Lawyer, Suffragist, and Activist in the Struggle for Gender Equality

It is with great sadness that we mark the death Alice Paul, a true advocate for equal rights and one of our most important leaders.  Throughout her 92 years of life and activism, Alice not only witnessed some of the greatest moments in women’s rights history (and, therefore, the history of this nation, but she also played a key role in creating change and raising societal consciousness  regarding the need for full gender equality in the United States.

Indeed, it was Alice who first drafted the amendment we are currently struggling to ratify today.  After her involvement in the women’s suffrage movement led to a victory in 1919, she first publicly presented this new bill in 1923 on the 75th anniversary of the historic Seneca Falls convention.  Originally dubbed the “Lucretia Mott Equal Rights Amendment”, this proposed addition to our nation’s constitution will forever be associated with the person who started and spearheaded our efforts.  Thus, today, we continue in our fight to ratify the “Alice Paul Amendment” in order to secure equal treatment, opportunities, and liberties for American women.

With an educational background that includes degrees from Swarthmore College and the University of Pennsylvania, Alice was truly a visionary who dared to demand that society embrace gender equality. Her visible efforts to combat the oppression began during her time studying abroad in London, where she was a part of the British women’s suffrage movement. Having been arrested and jailed several times for her extreme level of involvement in this movement, Paul eventually used the same tactics in the struggle to gain women’s suffrage in the U.S. Returning to the States, she served as a member of the National American Woman Suffrage Association (NAWSA), where she was the chair of its congressional committee.

Yet, she eventually left this group to found the more radical Congressional Union for Woman Suffrage with Lucy Burns. Later renamed the National Woman’s Party (NWP), its members picketed the White House in 1917 to convey its message, the first group ever to do so. As a result, Paul was jailed in October and November of that year and then went on a hunger strike to protest this arrest.
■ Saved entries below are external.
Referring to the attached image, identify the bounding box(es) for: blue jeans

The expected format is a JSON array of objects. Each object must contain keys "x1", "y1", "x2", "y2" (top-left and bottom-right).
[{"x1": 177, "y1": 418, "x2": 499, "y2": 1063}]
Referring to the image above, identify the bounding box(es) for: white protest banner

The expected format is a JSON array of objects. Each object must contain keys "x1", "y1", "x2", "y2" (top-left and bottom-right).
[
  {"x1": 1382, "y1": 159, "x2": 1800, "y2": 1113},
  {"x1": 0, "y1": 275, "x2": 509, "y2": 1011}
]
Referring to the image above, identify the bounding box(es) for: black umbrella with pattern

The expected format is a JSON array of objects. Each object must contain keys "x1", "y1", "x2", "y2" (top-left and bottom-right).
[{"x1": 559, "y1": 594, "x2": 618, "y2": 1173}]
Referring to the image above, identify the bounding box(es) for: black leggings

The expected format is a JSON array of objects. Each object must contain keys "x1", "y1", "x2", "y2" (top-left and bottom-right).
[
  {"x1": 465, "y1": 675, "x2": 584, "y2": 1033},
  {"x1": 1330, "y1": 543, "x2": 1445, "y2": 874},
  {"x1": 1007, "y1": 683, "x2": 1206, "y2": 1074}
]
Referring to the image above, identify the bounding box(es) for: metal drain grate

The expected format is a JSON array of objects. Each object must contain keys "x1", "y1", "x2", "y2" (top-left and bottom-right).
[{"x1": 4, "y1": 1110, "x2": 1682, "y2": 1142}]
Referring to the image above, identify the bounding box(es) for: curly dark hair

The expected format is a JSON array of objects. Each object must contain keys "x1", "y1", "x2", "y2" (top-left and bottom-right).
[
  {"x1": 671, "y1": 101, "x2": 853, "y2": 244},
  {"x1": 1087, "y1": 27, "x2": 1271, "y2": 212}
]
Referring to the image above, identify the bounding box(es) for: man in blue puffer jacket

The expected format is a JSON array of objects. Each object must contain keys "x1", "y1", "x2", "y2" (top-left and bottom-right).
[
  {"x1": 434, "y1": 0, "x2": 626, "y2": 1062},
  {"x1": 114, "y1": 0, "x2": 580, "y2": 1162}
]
Eventually, her hard work and extreme measures inspired many women to take action, and the 19th Amendment of 1920 finally granted American women the right to vote. However, Alice was wise in noting that equal rights for women would not be achieved by simply gaining the right to vote, as crucial as that step was. In 1923, she introduced the first equal rights amendment in Congress to ensure that women and men would be treated equally under the law in every possible regard.

Though she did get an equal rights affirmation in the preamble to the United Nations charter, Alice did not live to see the Equal Rights Amendment become a part of the U.S. Constitution. Until she suffered from a severe stroke in 1974, Alice Paul continued to lead our movement’s fight for the equal rights amendment. She died on July 9, 1977, in Moorestown, New Jersey, but her indefatigable spirit and intense commitment to the promise of an equal society will continue to guide our struggle to ratify the ERA and render gender inequality illegal.